The BHP Billiton share price, for example, is down 70% from the peak. And that’s in Australian dollars, the share price fall would have been more acute if not for the massive fall in the Australian dollar over the past few years.
BHP is far from an exception. Look at any of the majors – Rio Tinto, Vale, Anglo American, Glencore – they’re all down 70% plus from their peaks (2007/08 or 2011 mostly). Most of them are trading at roughly 2004 share prices. It’s like China never happened.
But China did happen.
BHP, for example, has taken net borrowings from around US$5bn in 2004 to US$25bn today. That’s US$20bn all gone into new holes in the ground.
Its balance sheet shows that over that 12 year period, it has retained about US$50bn in earnings (ie profits not paid out as dividends). That’s another AUD$71bn gone into holes in the ground. Given the anaemic capital gains since 2004/05, that US$50bn of retained earnings might as well have been piled up and set on fire, that’s how much value it’s added.
Production volumes are up massively. Revenues have doubled, despite the massive pullback since 2011. By almost any measure, BHP is a bigger company than it was in 2004.
China clearly happened.
But in terms of shareholder wealth, the one that matters, it’s all been for nought, or close enough.
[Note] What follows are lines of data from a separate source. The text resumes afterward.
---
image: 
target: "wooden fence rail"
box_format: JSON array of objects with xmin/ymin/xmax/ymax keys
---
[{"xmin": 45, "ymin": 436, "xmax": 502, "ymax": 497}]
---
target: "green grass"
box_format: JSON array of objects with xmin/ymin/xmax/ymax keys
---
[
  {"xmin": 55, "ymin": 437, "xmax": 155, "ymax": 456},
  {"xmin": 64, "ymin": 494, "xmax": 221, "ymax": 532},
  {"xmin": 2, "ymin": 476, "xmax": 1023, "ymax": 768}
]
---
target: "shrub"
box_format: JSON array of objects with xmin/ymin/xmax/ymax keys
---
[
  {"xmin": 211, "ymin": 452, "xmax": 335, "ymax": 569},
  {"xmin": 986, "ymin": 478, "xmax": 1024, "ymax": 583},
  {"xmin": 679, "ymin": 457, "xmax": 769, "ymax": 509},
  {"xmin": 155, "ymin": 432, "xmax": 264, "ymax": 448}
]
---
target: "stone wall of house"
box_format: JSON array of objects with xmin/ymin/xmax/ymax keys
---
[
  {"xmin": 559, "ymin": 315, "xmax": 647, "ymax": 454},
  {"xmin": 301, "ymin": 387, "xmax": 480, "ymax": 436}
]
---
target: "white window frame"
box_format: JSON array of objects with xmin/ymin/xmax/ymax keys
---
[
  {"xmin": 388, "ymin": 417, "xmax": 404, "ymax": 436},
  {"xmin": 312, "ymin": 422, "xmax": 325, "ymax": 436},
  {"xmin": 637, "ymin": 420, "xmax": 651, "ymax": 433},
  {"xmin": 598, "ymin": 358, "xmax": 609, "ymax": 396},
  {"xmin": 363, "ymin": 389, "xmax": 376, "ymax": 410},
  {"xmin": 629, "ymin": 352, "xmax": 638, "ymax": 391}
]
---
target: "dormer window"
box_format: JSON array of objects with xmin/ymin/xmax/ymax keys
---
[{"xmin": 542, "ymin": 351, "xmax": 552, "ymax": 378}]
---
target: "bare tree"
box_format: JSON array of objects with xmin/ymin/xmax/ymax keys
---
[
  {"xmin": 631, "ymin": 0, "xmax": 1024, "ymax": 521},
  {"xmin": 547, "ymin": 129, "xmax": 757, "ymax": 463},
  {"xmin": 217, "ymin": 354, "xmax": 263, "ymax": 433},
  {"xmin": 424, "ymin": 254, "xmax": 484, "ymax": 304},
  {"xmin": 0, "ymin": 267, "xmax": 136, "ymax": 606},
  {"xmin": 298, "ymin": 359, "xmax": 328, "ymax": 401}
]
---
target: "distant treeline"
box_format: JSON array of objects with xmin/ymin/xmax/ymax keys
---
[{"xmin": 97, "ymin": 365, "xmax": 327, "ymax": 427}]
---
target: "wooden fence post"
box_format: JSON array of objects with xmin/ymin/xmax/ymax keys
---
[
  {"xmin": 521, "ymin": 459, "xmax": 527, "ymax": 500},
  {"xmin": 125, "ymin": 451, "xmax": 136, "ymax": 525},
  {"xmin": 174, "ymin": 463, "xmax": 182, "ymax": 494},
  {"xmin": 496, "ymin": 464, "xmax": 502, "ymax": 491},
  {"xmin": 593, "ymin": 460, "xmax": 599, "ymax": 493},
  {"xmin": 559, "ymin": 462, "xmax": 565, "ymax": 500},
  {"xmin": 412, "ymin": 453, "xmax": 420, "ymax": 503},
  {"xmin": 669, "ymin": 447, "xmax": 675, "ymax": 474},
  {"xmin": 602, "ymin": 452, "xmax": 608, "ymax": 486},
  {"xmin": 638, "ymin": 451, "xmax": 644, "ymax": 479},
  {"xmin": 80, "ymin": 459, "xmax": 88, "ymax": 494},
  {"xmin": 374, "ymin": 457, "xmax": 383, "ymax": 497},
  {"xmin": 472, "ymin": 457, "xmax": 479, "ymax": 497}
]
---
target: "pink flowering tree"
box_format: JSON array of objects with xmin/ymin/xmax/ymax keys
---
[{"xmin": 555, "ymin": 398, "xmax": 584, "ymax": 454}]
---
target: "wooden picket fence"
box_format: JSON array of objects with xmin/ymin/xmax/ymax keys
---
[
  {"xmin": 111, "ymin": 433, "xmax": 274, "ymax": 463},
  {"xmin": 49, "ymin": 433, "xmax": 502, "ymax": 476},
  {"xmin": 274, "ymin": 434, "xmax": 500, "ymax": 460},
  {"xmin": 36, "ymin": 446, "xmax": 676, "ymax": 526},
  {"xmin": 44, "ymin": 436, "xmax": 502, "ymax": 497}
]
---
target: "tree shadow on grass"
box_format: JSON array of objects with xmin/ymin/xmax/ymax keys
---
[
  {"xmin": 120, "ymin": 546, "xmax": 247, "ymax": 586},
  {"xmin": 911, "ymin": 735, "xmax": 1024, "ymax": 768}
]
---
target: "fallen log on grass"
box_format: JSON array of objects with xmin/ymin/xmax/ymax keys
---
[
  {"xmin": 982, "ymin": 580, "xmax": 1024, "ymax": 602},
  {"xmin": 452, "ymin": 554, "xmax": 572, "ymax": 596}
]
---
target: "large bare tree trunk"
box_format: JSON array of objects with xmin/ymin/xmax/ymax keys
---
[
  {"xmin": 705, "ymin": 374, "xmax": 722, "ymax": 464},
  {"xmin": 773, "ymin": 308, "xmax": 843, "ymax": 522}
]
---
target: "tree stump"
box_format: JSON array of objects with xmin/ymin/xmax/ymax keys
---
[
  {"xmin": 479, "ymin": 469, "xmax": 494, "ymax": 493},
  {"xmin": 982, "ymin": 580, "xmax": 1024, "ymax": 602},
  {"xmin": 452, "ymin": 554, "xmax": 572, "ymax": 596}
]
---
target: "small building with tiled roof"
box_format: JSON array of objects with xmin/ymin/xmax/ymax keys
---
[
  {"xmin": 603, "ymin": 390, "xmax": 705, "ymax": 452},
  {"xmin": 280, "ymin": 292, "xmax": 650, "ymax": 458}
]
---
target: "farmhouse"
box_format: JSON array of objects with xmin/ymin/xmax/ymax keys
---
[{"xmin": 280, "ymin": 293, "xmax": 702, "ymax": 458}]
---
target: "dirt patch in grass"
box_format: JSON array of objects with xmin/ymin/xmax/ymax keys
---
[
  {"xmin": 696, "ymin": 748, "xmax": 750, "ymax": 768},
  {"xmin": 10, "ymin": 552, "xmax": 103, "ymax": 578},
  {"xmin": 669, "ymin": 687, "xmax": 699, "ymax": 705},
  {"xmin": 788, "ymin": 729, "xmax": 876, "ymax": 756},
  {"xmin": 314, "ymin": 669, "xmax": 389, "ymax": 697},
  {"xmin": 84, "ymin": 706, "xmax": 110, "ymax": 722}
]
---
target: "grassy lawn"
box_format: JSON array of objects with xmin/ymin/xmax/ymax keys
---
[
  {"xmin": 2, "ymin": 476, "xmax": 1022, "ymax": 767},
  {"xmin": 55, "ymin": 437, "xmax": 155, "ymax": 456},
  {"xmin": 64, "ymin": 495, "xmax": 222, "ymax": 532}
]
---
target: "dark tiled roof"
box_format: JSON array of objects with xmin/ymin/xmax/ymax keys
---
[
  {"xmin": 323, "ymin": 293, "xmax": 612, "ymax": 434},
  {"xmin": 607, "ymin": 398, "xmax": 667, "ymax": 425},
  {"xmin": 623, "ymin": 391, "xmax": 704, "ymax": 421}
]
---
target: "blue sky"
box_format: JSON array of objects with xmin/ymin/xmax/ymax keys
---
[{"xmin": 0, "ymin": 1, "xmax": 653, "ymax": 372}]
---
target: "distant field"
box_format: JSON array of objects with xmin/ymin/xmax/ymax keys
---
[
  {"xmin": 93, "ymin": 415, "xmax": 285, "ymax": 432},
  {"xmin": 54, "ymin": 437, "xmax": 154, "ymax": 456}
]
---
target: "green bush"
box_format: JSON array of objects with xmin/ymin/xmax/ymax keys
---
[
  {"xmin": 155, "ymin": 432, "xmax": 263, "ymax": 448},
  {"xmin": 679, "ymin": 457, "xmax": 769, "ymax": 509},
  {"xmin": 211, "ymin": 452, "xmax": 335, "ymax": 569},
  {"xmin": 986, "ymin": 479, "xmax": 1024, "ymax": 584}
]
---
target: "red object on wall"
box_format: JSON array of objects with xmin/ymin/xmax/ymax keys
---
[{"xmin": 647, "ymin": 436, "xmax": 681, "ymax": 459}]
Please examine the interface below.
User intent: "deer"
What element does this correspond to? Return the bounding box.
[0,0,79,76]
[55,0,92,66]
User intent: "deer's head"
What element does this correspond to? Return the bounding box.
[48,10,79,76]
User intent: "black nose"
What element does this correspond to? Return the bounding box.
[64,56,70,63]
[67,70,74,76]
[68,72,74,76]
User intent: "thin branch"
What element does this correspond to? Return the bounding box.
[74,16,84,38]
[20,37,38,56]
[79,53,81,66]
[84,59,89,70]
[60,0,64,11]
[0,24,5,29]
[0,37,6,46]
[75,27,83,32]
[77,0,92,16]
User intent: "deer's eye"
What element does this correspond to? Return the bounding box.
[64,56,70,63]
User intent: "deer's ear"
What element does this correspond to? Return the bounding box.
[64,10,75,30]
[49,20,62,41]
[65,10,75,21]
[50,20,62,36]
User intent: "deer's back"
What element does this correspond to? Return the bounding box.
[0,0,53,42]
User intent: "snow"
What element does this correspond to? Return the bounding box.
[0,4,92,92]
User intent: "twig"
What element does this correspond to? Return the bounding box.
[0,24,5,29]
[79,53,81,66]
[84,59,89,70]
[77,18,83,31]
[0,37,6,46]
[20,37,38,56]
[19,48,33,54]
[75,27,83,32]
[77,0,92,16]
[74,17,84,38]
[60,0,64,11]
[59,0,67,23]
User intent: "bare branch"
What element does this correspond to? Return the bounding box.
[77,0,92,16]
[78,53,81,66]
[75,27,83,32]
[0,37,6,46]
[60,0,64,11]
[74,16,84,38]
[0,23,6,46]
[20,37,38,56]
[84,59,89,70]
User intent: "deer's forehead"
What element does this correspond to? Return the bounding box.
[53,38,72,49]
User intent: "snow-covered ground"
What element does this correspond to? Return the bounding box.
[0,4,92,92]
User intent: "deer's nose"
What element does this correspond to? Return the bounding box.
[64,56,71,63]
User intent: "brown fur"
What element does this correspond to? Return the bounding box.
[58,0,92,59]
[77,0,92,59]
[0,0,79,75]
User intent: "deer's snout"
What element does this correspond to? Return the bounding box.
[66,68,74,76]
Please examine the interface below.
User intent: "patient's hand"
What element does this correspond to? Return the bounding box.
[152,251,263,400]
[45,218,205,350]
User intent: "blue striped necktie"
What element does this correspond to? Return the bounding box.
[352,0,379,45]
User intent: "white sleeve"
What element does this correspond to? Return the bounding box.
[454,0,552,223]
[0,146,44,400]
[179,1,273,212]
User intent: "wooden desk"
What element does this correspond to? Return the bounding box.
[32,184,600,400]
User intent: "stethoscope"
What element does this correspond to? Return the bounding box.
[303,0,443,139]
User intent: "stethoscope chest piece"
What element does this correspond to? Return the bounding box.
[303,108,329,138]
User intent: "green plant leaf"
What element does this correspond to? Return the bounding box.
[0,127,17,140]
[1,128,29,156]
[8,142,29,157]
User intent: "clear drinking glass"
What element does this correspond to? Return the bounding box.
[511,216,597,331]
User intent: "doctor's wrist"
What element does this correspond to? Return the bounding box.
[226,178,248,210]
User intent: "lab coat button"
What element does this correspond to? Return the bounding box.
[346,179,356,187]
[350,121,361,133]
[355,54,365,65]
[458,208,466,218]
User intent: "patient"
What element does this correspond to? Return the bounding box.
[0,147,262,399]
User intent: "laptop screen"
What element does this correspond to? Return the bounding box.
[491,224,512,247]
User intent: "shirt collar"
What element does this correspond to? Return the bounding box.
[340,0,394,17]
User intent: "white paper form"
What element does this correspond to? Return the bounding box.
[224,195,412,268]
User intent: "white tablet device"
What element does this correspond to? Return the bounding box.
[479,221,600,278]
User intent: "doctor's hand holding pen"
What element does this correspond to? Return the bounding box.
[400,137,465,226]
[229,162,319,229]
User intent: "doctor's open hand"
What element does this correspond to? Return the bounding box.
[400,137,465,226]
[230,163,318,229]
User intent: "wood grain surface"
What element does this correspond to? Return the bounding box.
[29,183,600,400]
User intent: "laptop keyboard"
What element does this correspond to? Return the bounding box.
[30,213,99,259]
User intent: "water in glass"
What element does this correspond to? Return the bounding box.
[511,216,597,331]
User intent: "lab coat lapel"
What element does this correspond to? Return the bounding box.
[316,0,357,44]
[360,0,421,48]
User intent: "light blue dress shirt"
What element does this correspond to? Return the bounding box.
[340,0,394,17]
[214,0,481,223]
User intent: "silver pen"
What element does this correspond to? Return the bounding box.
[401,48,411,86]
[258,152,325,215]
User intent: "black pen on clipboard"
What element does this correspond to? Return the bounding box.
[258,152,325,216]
Chinese demand didn’t create untold wealth (in the long run), but rather induced investment by the majors to the point of malinvestment. It’s a cycle that has repeated endlessly over the eons.
That’s why the major task for successful investors is to make the distinction between high quality businesses—those with pricing power and a moat—from run of the mill commodity price-takers. In the short term, they can be easy to confuse. But long term, only the high quality businesses can turn an economic tailwind into outstanding shareholder returns.
Australian investors forgot which type of business BHP was, and bid it up to unreasonable prices. They won’t forget that lesson soon, but they will again one day. For future reference, there’s a very obvious hint about the quality of the business in the name of the sector. They don’t call them commodities for nothing.